Алан признал, что это было блестящее выступление.
В заключение Э.Р. Батлер произнес:
— Милорд, я прошу отказать в рассмотрении заявления и аннулировать приказ
Он церемонно поклонился и вернулся на свое место.
В маленьком зале воцарилась тишина, словно после ухода звезды со сцены. После своего весьма оригинального вопроса «Так в чем дело?» судья Уиллис не произнес ни слова. И хотя эмоциям тут не было места, Алан ожидал увидеть на лице судьи по крайней мере озабоченность, но не было ничего. Глядя на судью, подумал он, создавалось впечатление, будто речь шла о кирпичах или цементе, а не о живом существе. Сейчас судья передвинулся в кресле с высокой спинкой, заглянул в свои записи, потянулся к стакану с холодной водой и глотнул. Алан заметил, что репортеры задвигались, некоторые стали смотреть на часы. Для кого-то из них, предположил Алан, наступает срок подачи материала. Хотя время перевалило за одиннадцать, зал был по-прежнему необычно полон. Всего лишь два-три адвоката, занятые другими делами, ушли, а повернув голову, он заметил, что позади появились новые.

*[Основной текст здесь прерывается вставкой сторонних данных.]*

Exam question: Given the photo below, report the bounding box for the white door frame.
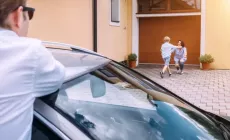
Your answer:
[132,0,206,65]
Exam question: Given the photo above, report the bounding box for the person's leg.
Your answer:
[160,57,170,78]
[163,65,168,73]
[165,57,172,76]
[179,59,186,74]
[174,57,179,68]
[176,65,180,71]
[175,60,180,73]
[179,62,184,72]
[167,66,172,76]
[160,65,167,78]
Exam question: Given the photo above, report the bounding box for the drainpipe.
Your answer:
[93,0,97,52]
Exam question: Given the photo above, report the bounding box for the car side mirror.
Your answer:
[90,76,106,98]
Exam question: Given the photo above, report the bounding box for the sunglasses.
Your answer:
[13,6,35,20]
[22,6,35,20]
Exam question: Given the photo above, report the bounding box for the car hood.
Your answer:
[67,100,226,140]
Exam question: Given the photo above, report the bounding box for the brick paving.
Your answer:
[135,65,230,116]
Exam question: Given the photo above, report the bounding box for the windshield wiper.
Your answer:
[205,113,230,140]
[220,123,230,140]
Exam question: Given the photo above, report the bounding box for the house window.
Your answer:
[110,0,120,26]
[138,0,201,14]
[171,0,201,10]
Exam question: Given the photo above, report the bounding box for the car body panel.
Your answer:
[34,99,90,140]
[223,116,230,122]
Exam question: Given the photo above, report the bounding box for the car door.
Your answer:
[32,116,62,140]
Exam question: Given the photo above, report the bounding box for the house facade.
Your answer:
[28,0,230,69]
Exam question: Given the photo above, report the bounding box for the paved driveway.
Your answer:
[135,65,230,116]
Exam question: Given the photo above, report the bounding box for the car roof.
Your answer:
[43,41,111,82]
[34,41,111,139]
[43,41,102,57]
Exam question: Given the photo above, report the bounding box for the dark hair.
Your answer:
[0,0,26,28]
[179,40,185,48]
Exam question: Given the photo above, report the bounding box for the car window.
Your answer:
[112,62,167,93]
[41,62,226,140]
[32,117,62,140]
[43,62,197,139]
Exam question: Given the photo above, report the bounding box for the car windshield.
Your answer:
[43,49,225,140]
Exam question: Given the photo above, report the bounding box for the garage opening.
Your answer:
[139,16,201,64]
[137,0,201,65]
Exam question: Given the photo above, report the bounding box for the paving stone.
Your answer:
[136,65,230,116]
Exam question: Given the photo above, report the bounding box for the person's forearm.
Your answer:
[184,51,187,58]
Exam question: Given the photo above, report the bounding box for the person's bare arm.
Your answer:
[170,43,180,51]
[33,43,65,97]
[184,48,188,58]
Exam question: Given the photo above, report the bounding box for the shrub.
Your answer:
[199,54,214,64]
[128,53,137,61]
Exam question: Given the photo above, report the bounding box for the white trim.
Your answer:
[132,0,206,65]
[109,22,120,27]
[109,0,121,27]
[200,0,206,55]
[132,0,139,64]
[136,12,201,18]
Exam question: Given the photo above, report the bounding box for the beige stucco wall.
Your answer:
[28,0,93,50]
[97,0,132,61]
[205,0,230,69]
[127,0,133,56]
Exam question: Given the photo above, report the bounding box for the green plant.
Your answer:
[199,54,214,63]
[128,53,137,61]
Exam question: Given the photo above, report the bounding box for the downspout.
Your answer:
[93,0,97,52]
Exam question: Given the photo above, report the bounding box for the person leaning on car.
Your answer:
[0,0,65,140]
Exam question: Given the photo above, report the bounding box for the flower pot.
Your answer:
[201,63,210,70]
[129,61,136,68]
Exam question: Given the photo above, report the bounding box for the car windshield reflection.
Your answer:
[41,62,225,140]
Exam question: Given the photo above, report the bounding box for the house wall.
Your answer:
[205,0,230,69]
[97,0,132,61]
[28,0,132,62]
[28,0,93,50]
[127,0,133,57]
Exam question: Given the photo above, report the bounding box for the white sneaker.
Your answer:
[177,70,180,74]
[181,71,184,74]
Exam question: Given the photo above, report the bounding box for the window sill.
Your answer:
[110,22,120,27]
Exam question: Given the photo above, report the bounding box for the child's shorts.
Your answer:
[163,57,171,66]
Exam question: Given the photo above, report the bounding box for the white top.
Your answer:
[161,42,176,58]
[0,29,65,140]
[174,47,187,59]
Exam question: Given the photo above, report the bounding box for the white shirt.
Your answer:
[0,29,65,140]
[174,47,187,59]
[161,42,176,58]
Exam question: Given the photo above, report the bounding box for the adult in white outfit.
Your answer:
[0,0,65,140]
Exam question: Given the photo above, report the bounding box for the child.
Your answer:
[160,36,177,78]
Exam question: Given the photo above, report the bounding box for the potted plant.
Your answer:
[199,54,214,70]
[128,53,137,68]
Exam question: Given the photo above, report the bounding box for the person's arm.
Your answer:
[170,44,178,51]
[33,42,65,97]
[184,47,187,58]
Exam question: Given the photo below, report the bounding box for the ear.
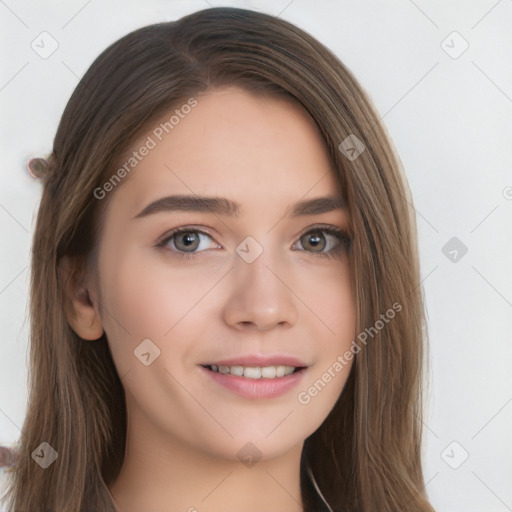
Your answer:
[59,255,104,341]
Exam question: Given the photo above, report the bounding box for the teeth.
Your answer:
[244,367,261,379]
[261,366,276,378]
[230,365,244,376]
[208,364,297,379]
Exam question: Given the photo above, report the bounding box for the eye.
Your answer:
[157,227,219,258]
[293,226,351,260]
[156,225,351,260]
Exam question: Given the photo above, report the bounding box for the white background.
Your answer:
[1,1,511,511]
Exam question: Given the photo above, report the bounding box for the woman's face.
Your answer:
[88,86,356,462]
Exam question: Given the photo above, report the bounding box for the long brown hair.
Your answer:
[1,7,435,511]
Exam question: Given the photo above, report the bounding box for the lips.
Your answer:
[199,360,307,398]
[198,354,309,397]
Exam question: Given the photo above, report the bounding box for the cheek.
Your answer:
[294,260,356,344]
[293,266,356,412]
[97,251,224,371]
[320,285,355,341]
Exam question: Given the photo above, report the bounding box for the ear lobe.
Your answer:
[59,255,104,341]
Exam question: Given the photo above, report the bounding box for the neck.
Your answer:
[107,406,305,512]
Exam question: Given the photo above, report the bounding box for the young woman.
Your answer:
[1,6,435,512]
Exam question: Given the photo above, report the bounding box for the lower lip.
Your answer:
[199,365,307,399]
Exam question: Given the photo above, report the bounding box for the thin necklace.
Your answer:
[307,465,335,512]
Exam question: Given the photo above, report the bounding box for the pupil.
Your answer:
[178,232,198,250]
[305,232,324,250]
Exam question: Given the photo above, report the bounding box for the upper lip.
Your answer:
[201,354,308,368]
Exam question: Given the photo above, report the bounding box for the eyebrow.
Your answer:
[133,194,345,219]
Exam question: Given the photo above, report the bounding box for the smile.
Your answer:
[203,364,301,379]
[199,362,308,399]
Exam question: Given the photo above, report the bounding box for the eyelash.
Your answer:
[156,225,351,261]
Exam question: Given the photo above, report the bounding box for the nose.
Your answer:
[221,241,299,332]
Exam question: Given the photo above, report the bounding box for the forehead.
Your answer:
[110,86,342,214]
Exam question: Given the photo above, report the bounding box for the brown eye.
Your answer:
[300,231,327,252]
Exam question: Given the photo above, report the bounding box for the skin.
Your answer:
[63,86,356,512]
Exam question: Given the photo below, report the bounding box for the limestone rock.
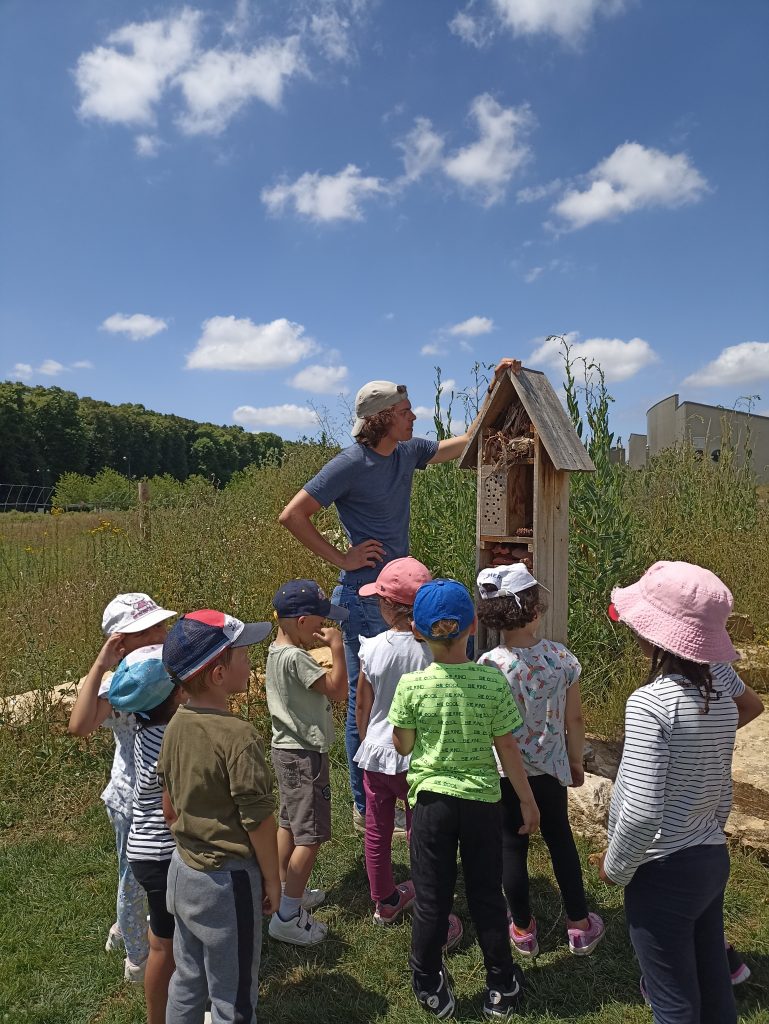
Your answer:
[309,646,334,671]
[583,734,623,781]
[568,772,613,843]
[734,645,769,694]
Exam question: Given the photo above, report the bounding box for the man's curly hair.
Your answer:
[356,407,396,448]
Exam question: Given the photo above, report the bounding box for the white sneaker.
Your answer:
[105,923,123,952]
[269,907,328,946]
[301,887,326,911]
[123,957,147,983]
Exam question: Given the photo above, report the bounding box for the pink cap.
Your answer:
[359,557,433,605]
[610,560,738,664]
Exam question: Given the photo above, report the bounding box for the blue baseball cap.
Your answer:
[272,580,349,622]
[412,579,475,639]
[108,644,176,717]
[163,610,273,682]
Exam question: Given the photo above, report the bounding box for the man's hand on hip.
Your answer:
[342,539,385,571]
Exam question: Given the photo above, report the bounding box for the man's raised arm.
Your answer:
[428,358,521,465]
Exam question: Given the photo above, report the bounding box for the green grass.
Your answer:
[1,736,767,1024]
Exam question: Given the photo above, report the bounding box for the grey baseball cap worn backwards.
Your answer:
[351,380,408,437]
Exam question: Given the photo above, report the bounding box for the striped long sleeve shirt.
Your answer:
[604,664,743,886]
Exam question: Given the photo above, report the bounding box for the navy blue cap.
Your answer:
[163,610,272,682]
[412,579,475,639]
[272,579,349,622]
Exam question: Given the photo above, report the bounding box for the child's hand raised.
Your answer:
[314,626,343,650]
[97,632,126,669]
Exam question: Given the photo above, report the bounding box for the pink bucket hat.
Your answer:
[359,557,432,605]
[610,560,738,664]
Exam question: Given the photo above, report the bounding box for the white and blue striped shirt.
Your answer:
[605,663,743,886]
[126,724,176,862]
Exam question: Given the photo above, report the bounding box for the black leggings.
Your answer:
[500,774,588,928]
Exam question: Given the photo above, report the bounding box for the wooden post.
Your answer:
[138,480,150,543]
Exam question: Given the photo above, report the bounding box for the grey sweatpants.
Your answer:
[166,850,263,1024]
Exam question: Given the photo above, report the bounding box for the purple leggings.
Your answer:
[363,769,411,902]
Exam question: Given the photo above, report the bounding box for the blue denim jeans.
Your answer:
[331,584,388,814]
[624,844,736,1024]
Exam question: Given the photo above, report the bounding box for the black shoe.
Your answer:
[413,965,456,1019]
[483,966,524,1019]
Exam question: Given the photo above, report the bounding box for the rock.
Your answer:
[724,808,769,854]
[583,734,623,781]
[308,646,334,671]
[568,772,613,843]
[727,613,755,642]
[2,678,83,725]
[734,644,769,693]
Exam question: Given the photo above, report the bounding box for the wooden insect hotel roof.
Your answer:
[459,366,595,473]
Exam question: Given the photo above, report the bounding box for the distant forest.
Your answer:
[0,381,285,485]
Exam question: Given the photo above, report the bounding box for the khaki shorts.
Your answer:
[271,748,332,846]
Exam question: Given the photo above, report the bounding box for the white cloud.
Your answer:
[233,403,320,429]
[398,117,445,183]
[262,164,387,222]
[289,364,349,393]
[683,342,769,388]
[449,316,494,337]
[524,266,544,283]
[101,313,168,340]
[309,8,354,62]
[175,37,304,135]
[448,10,494,48]
[552,142,708,230]
[72,360,94,370]
[11,359,68,379]
[413,405,434,419]
[528,332,660,382]
[75,9,201,126]
[490,0,628,44]
[443,94,533,206]
[38,360,66,376]
[517,179,563,203]
[135,133,161,157]
[421,342,446,356]
[187,317,318,371]
[440,378,457,393]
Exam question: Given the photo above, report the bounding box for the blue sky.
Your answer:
[2,0,768,443]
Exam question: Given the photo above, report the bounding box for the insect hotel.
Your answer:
[459,365,595,652]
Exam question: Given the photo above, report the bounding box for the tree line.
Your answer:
[0,381,284,486]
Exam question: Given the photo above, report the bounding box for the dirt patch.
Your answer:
[733,780,769,819]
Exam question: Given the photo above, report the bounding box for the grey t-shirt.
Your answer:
[265,643,333,752]
[304,437,438,588]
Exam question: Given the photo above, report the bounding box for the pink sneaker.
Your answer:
[444,913,463,953]
[508,914,539,957]
[568,912,606,956]
[373,881,416,925]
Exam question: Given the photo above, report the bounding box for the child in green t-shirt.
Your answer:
[390,579,539,1021]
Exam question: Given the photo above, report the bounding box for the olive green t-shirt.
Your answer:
[156,705,275,871]
[265,642,333,752]
[388,661,523,804]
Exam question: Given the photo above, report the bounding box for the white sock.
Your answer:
[278,894,302,921]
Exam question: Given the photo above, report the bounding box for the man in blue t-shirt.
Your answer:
[279,360,519,830]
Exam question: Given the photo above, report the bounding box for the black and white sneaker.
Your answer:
[483,966,524,1019]
[413,965,456,1019]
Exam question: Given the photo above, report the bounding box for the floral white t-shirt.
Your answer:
[478,640,581,786]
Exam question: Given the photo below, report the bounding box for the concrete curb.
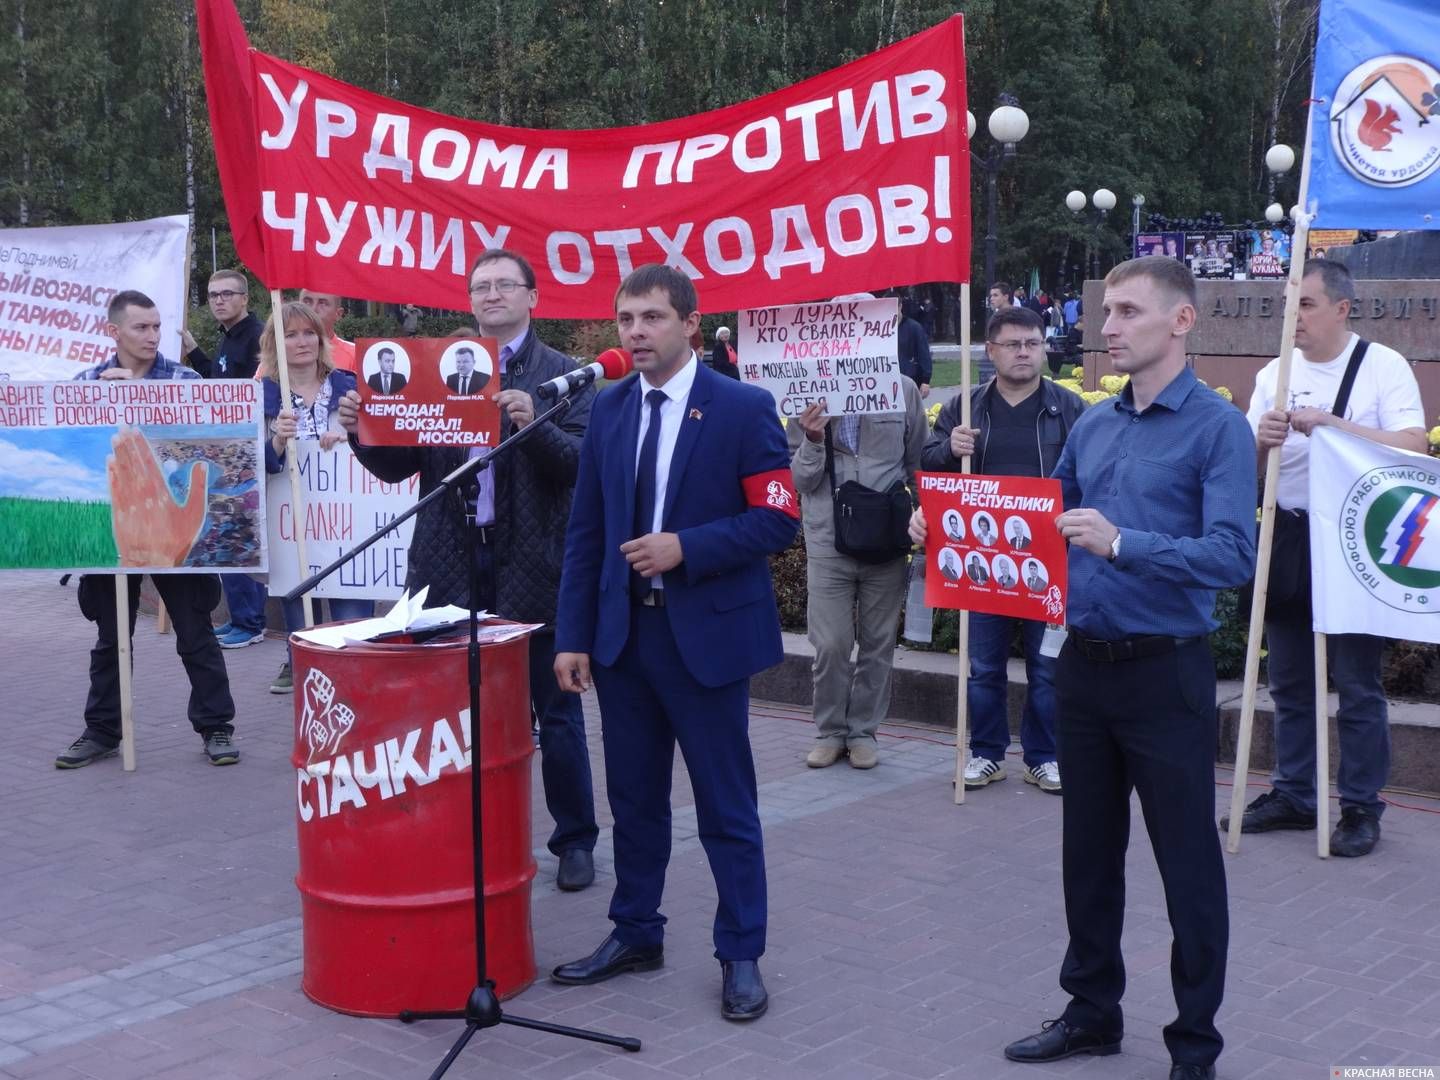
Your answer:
[757,632,1440,797]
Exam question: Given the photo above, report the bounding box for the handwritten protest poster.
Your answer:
[266,443,417,600]
[0,216,189,380]
[0,379,265,573]
[918,472,1066,623]
[355,337,502,447]
[736,297,902,418]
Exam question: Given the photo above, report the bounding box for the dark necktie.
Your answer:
[459,375,468,394]
[631,389,667,599]
[383,375,390,393]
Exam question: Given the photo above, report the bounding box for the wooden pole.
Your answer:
[116,576,136,771]
[270,289,314,629]
[1225,106,1317,854]
[1314,633,1331,858]
[953,284,973,805]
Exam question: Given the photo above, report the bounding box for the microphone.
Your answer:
[536,348,632,400]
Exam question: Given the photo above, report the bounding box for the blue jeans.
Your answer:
[968,613,1056,768]
[1266,619,1388,816]
[281,595,375,662]
[221,574,268,634]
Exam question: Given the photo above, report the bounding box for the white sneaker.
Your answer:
[1024,761,1062,794]
[963,755,1006,789]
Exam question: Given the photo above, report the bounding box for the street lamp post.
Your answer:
[972,95,1029,293]
[1067,188,1117,280]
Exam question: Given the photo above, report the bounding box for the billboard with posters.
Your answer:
[0,379,265,573]
[0,216,190,381]
[355,337,502,447]
[1133,231,1185,261]
[1244,228,1291,279]
[1184,231,1238,279]
[918,472,1066,623]
[736,297,902,418]
[1306,228,1359,258]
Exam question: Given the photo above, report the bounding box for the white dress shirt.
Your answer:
[633,353,699,588]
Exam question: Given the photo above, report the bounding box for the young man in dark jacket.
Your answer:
[920,306,1085,794]
[336,248,599,893]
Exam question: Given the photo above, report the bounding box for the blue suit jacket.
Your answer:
[555,362,799,688]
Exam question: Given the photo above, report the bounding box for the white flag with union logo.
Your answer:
[1308,427,1440,643]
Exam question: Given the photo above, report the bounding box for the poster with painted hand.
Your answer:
[0,380,265,572]
[736,297,903,418]
[919,472,1066,622]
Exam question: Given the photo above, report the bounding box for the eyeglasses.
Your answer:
[207,289,245,301]
[468,279,526,297]
[989,338,1044,354]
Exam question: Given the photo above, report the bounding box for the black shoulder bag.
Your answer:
[1263,338,1369,620]
[824,424,913,564]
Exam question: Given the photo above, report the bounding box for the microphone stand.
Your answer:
[285,387,641,1078]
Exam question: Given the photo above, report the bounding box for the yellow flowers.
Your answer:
[1071,366,1084,380]
[1054,378,1084,394]
[926,401,943,428]
[1429,425,1440,450]
[1099,374,1128,395]
[1080,390,1111,405]
[1214,386,1233,402]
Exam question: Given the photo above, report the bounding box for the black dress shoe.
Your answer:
[1003,1018,1121,1062]
[550,933,662,985]
[556,849,595,891]
[1218,790,1315,833]
[720,960,767,1021]
[1170,1063,1216,1080]
[1330,806,1380,857]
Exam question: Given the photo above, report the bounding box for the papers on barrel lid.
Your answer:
[292,587,479,649]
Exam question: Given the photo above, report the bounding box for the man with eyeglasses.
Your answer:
[337,248,600,893]
[183,269,268,649]
[913,305,1086,795]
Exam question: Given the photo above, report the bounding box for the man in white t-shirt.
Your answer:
[1227,259,1426,858]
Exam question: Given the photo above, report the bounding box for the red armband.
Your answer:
[742,469,800,519]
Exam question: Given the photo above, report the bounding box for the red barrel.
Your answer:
[291,625,536,1016]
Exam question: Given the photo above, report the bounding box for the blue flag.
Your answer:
[1308,0,1440,229]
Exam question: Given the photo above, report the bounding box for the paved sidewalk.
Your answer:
[3,575,1439,1079]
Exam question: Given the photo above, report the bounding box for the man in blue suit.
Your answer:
[552,264,800,1021]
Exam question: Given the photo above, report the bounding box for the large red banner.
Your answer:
[918,473,1068,624]
[197,0,969,318]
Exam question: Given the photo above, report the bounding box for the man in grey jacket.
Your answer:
[788,377,926,769]
[921,306,1086,794]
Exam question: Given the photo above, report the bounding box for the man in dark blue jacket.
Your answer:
[551,265,799,1022]
[897,299,932,398]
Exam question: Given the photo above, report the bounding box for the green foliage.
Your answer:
[1208,587,1250,680]
[5,0,1320,316]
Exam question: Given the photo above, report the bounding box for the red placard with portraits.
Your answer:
[919,472,1067,623]
[355,337,502,448]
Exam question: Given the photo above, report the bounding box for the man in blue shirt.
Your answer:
[1002,257,1256,1080]
[57,290,238,770]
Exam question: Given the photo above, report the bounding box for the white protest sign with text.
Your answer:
[0,216,190,380]
[266,442,418,600]
[737,297,902,417]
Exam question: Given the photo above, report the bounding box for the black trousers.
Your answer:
[80,574,236,746]
[1055,637,1227,1067]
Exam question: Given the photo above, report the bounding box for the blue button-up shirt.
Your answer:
[1053,366,1256,639]
[74,353,200,380]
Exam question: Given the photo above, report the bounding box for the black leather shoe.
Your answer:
[1003,1019,1121,1062]
[1330,806,1380,857]
[720,960,767,1021]
[1170,1064,1216,1080]
[550,933,662,985]
[556,849,595,891]
[1218,790,1315,833]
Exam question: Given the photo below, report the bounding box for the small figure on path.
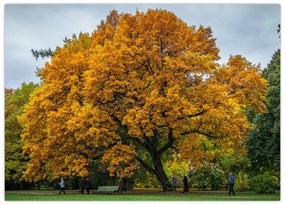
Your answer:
[121,177,128,192]
[172,176,177,191]
[182,176,189,193]
[58,177,66,195]
[228,172,235,196]
[85,177,92,194]
[80,177,86,194]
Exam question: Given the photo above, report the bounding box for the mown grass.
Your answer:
[5,189,280,201]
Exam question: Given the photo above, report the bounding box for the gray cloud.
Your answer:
[4,4,280,89]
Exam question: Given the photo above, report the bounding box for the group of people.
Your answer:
[80,177,93,194]
[57,177,93,195]
[171,173,235,196]
[58,173,235,196]
[171,176,189,193]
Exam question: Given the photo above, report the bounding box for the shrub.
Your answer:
[235,172,250,191]
[134,171,161,188]
[249,172,279,194]
[209,164,225,190]
[188,163,225,190]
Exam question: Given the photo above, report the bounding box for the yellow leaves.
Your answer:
[67,103,119,147]
[188,26,220,61]
[165,155,191,177]
[227,98,241,115]
[184,51,218,74]
[215,55,267,112]
[174,78,250,163]
[91,10,119,46]
[101,143,139,178]
[63,154,89,176]
[23,160,44,182]
[122,107,153,138]
[178,134,210,164]
[177,131,246,167]
[19,9,268,183]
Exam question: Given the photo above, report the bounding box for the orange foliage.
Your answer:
[19,9,267,182]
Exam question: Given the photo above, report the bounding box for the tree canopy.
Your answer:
[5,83,38,188]
[247,49,280,172]
[19,9,267,191]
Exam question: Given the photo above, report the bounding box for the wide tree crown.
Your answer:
[19,9,267,181]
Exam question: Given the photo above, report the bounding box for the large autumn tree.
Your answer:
[19,10,267,191]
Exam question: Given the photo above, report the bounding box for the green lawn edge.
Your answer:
[5,190,280,201]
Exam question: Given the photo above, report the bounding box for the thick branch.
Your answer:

Впервые за все время Алан услышал доносившиеся снаружи звуки города: порывы ветра; шум транспорта; колышущийся грохот, похожий на работу пневматических сверл; звон колокола издали, а из порта — басовитый гудок буксира — возможно, судно покидает порт, как скоро покинет его «Вастервик» — с Анри Дювалем или без него. Ну, скоро они это узнают.
В тишине скрипнул отодвигаемый стул. Это был Толланд, адвокат корабельной компании. И тоном, царапавшим слух по сравнению со сладкозвучным голосом Э.Р. Батлера, он произнес:
— Если ваша милость позволит…
Судья Уиллис оторвался от своих записей и бросил острый взгляд через зал.
— Нет, мистер Толланд, — сказал он, — мне нет нужды вас беспокоить.
Адвокат поклонился и сел.
Значит, вот оно как.
Восклицание судьи означало лишь одно: дело, которое защищал Алан, лопнуло и дополнительные доводы, чтобы уничтожить его, не требовались.
— Что ж, — прошептал Том, — по крайней мере мы пытались.
Алан кивнул. Ему казалось, что он все время ожидал поражения.
Ведь он с самого начала знал, что его стратегия весьма уязвима. Но теперь, когда пришло поражение, появилась горечь. Он думал о том, в какой мере должен винить свою неопытность, свою речевую неуклюжесть в суде. Вот если бы он был более уверен в себе — скажем, умел бы убеждать, как Э.Р. Батлер, — мог бы выиграть, вместо того чтобы провалиться?
Или если бы ему повезло и был другой судья — сочувствующий, менее строгий, дружелюбный, — результат был бы иной сейчас?
Как выяснилось, не был бы.
Судье Стэнли Уиллису решение, которое он должен был принять, представлялось неизбежным еще прежде, чем заговорили адвокаты. Он понял слабость доводов Алана Мейтленда, несмотря на равноценную изобретательность, через несколько секунд после того, как тот стал излагать дело два дня назад.